Les participants ont noté qu’il existe une occasion pour le MPO de tirer parti de l’expertise des pêcheurs. Il a été suggéré que la création d’approches plus inclusives et accessibles pour recevoir et traiter l’information renforcerait la collaboration, faciliterait la création de nouveaux projets, réduirait la complexité de la bureaucratie et assouplirait le système actuel. Les participants ont également fait remarquer qu’il ne semble pas y avoir un nombre suffisant d’observateurs en mer pour couvrir adéquatement le territoire et la réglementation en place. Cela, combiné à un manque de données écosystémiques complètes, fait en sorte que les pêcheurs s’inquiètent qu’il pourrait y avoir trop de ressources pêchées à l’heure actuelle, plus que ce qui devrait en réalité être prélevé.
Plusieurs ont affirmé le fait que les façons de faire semblent encore fondées sur la tradition, malgré le fait que les conditions aient changé.
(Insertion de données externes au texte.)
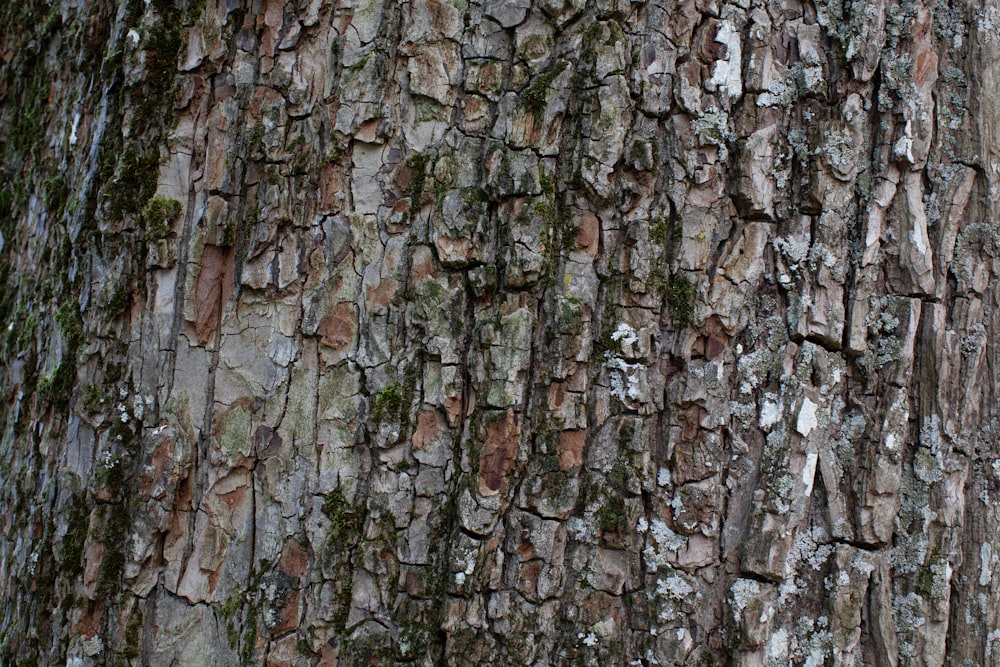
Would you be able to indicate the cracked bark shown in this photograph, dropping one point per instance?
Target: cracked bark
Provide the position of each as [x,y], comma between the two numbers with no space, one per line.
[500,333]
Ils estiment que les engins de pêche et les saisons doivent changer, tout comme la quantité de poissons prélevée. Les participants ont fait remarquer qu’ils travaillent toujours dans une culture de quantité, où les acheteurs (dont la grande majorité est des Américains) veulent de grandes quantités de poisson plutôt que des produits plus petits et de meilleure qualité. Le Canada devrait se pencher sur les autres pays qui ont apporté ce changement à la culture, comme l’Europe, en particulier, l’a fait.
Regard vers l’avenir
Quelle est votre vision de l’avenir pour les pêches de la région adaptées au climat? À quoi ressemble le succès
La vision de l’avenir des pêches dans la région du Québec en est une de collaboration, d’adaptation et de mise en valeur. Beaucoup aimeraient que le MPO mette au point des méthodes qui permettraient d’ajouter de la valeur aux prises accessoires afin de réduire au minimum le gaspillage et d’encourager la conservation de toutes les prises accessoires. Ils aimeraient également que le MPO modifie ses politiques et règlements pour permettre la récolte simultanée de plusieurs espèces, ce qui maximiserait la rentabilité en équilibrant les coûts et les revenus et réduirait les coûts d’exploitation. Les participants veulent une adaptation plus rapide et plus de flexibilité, ainsi qu’une moins grande centralisation de la gestion. Enfin, les participants ont dit qu’il devrait y avoir une représentation accrue des Autochtones dans le processus de prise de décisions. Ils aimeraient être inspirés et travailler avec les peuples autochtones parce qu’ils croient que le système de récolte autochtone est dans une assez bonne position et semble offrir un modèle intéressant de récolte et de partage des ressources pour leurs communautés.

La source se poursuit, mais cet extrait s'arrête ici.